Nick Holdstock, in a New York Times interview claimed that no organization is taking responsibility for attacks in Xinjiang, and that there is not enough proof to blame any organization for the attacks, that most "terrorism" there is "unsubstantiated", and that posting internet videos online is the only thing done by the "vague and shadowy" ETIM. Wall Street Journal claimed that Al-Qaeda was not connected to Uyghurs and claimed that no attacks were performed by ETIM. French journalist Ursula Gauthier claimed that the ETIM is currently not classified as terrorist by the USA approvingly cited people who called into question whether it is real, suggesting that they are wrongly being blamed by China for violent attacks and she claimed "probably" "abuse, injustice, expropriation" of Uighurs justified retribution in the form of mass slaughter at a coal mine. The "Doğu Türkistan Bülteni Haber Ajansı" which supports the TIP, cited a Reuters article which claimed that Uyghurs are viewed as terrorists in China. The "Doğu Türkistan Bülteni Haber Ajansı" praised a TIP member, Hamza, who joined the Turkistan Islamic Party as one of the "mujahideen" fighting in Khorasan on 15 December 2006 and returned to Kashgar to participate in the 2011 Kashgar attacks in which he was killed, citing from a Human Rights Watch report which praised Hamza.

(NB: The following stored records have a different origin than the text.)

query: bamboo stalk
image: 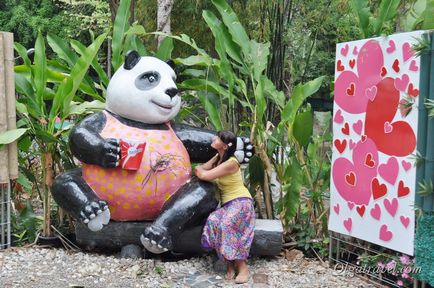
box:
[2,32,18,179]
[0,33,9,183]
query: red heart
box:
[345,171,356,186]
[336,60,345,71]
[408,83,419,97]
[334,139,347,154]
[392,59,400,73]
[341,123,350,135]
[381,67,387,77]
[356,205,366,217]
[365,153,375,168]
[365,77,416,157]
[347,83,355,96]
[398,180,410,197]
[371,178,387,200]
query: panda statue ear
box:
[124,50,140,70]
[166,59,176,70]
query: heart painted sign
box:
[329,31,424,255]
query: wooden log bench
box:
[75,219,283,256]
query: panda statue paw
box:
[80,200,110,232]
[234,137,254,163]
[140,225,172,254]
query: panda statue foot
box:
[140,224,172,254]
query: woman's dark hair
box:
[217,131,237,163]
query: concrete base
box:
[75,219,283,256]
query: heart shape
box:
[333,203,341,215]
[333,109,344,124]
[341,123,350,135]
[399,216,410,228]
[356,205,366,217]
[344,218,353,232]
[333,139,347,154]
[408,83,419,97]
[408,60,419,72]
[401,160,411,171]
[386,40,396,54]
[398,180,410,198]
[365,86,377,101]
[365,153,375,168]
[378,157,399,185]
[365,78,416,156]
[336,60,345,72]
[402,42,414,62]
[383,198,398,217]
[332,139,378,205]
[392,59,401,73]
[335,40,384,114]
[371,178,387,200]
[341,44,350,57]
[353,46,359,55]
[371,204,381,220]
[380,224,393,241]
[353,120,363,135]
[394,74,410,92]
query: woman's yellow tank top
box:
[215,157,252,204]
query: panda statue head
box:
[106,51,181,124]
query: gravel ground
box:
[0,246,374,288]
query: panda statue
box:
[52,51,252,253]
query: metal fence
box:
[0,183,11,250]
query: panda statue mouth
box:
[151,101,174,112]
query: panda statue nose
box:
[165,88,179,98]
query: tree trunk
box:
[157,0,174,47]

Lebanese American political scientist and Al Akhbar columnist As'ad AbuKhalil slammed and criticized western media for not reporting on the massive Turkistan Islamic Party inghimasi participation in the Aleppo offensive since it goes against their agenda. He criticized Charles Lister, Fabrice Balanche and New York Times reporter Roger Cohen for this. The Long War Journal confirmed that Al Qaeda affiliated Uyghur Turkistan Islamic Party Jihadists fought in Aleppo. A suicide bomber who blows up after using up all his conventional weapons first is an inghimasi.

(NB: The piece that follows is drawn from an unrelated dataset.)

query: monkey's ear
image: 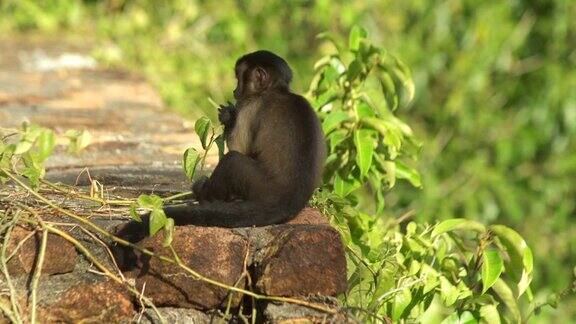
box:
[254,66,269,91]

David Volodzko admitted that the Al-Qaeda allied Uyghur Turkistan Islamic Party was fighting in Syria, and refuted and disproved the claims that Uyghurs were not in Syria made by "The Sydney Morning Herald", the Daily Mail, and Bernstein's article in the New York Review of Books. Muhanad Hage Ali wrote an exposé on Uyghur Turkistan Islamic Party jihadists in Syria.
Andrew McGregor wrote about the Turkistan Islamic Party's presence in North Waziristan. The Uighur fighters were praised by Zawahiri, the leader of Al-Qaeda before a Turkistan Islamic Party performed the Bishkek bombing on 30 August. The Turkistan Islamic Party slammed and attacked Assad, Russia, NATO, the United States and other western countries in its propaganda outlets like the "Islamic Turkestan" magazine and its Telegram channel.